C’est l’un des axes majeurs du pontificat de François: l’accueil, au nom de l’humanité et de l’Evangile, des migrants fuyant la violence et la misère. C’est le message qu’il a encore une fois adressé à l’Europe lors de sa visite à Marseille, à l’occasion des Rencontres méditerranéennes. Arrivé vendredi en milieu d’après-midi dans la cité phocéenne, le pape s’est d’abord rendu à la basilique Notre-Dame de la Garde pour une prière mariale avec les membres du clergé diocésain.

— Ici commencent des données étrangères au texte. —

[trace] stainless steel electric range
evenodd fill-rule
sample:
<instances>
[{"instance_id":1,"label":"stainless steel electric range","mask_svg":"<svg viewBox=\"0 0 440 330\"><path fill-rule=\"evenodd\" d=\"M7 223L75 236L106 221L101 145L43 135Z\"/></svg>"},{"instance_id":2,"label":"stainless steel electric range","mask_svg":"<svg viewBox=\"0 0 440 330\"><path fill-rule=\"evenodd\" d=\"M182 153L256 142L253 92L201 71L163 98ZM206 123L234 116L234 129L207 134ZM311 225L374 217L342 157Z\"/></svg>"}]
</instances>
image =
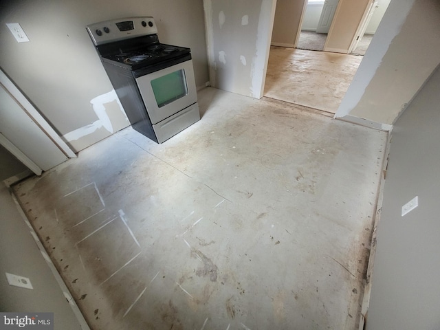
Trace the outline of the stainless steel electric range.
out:
<instances>
[{"instance_id":1,"label":"stainless steel electric range","mask_svg":"<svg viewBox=\"0 0 440 330\"><path fill-rule=\"evenodd\" d=\"M190 50L160 43L153 17L87 30L134 129L162 143L200 119Z\"/></svg>"}]
</instances>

Il a ensuite rejoint les responsables des différentes religions pour un temps de recueillement au pied du mémorial dédié aux marins et aux migrants disparus en mer. "Les personnes qui risquent de se noyer, lorsqu’elles sont abandonnées sur les flots, doivent être secourues. C'est un devoir d'humanité, c'est un devoir de civilisation!", a dit François dans un premier message fort. S’adressant aux dirigeants européens, il les a exhorté à "cesser d'avoir peur des problèmes que la Méditerranée nous pose! Pour l'Union européenne et pour nous tous, notre survie en dépend".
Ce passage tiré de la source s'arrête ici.